NVaidya · January 22, 2004, 3:49pm

ChrisRijk wrote:
The -XX:CompileThreshold, -XX:MaxInlineSize and
-XX:FreqInlineSize are interesting since they’re about the only flags
that affect code optimisation, apart from -client and -server.

OK ! The official description for these flags appears to be rather
cryptic for my intelligence ???. Anyone know more to elaborate…

TIA

Jeff · January 23, 2004, 7:15am

Compile Threshold is the number of times the interpreter has to pass over the same code befoer it decides its worth compiling.

One of the key differences between clietn and sevrer VM is that the CompileThreshold default is much lower for client thus reducing apparent start-up slowness of GUIs.

MaxInlineSize refers to the size of code produced by linlining. Im not 100% sure if this is the maximum size of a rotuine to be inliend or the maximum size code is allowed to grwo to by inlining. Chris may know.

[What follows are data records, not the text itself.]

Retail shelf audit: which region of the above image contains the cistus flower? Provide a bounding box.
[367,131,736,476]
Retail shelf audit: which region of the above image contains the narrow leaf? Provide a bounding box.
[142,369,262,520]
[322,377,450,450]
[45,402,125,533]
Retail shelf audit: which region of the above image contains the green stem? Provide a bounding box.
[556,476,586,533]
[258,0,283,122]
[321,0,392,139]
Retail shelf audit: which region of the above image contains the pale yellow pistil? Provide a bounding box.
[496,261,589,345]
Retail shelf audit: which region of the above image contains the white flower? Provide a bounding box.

This is important because inlining to the point of over-flowing your instruction cache on a modern CPu is a de-optimization. Again, Hotspot does its best to set this to a good number based on what it can know/guess about your system by probing it but ist always possible that you know more about a particualr unusual system then it does.

FreqInlineSize I don’t know, I’ll try to peek at the docs and see if they mean anything to me.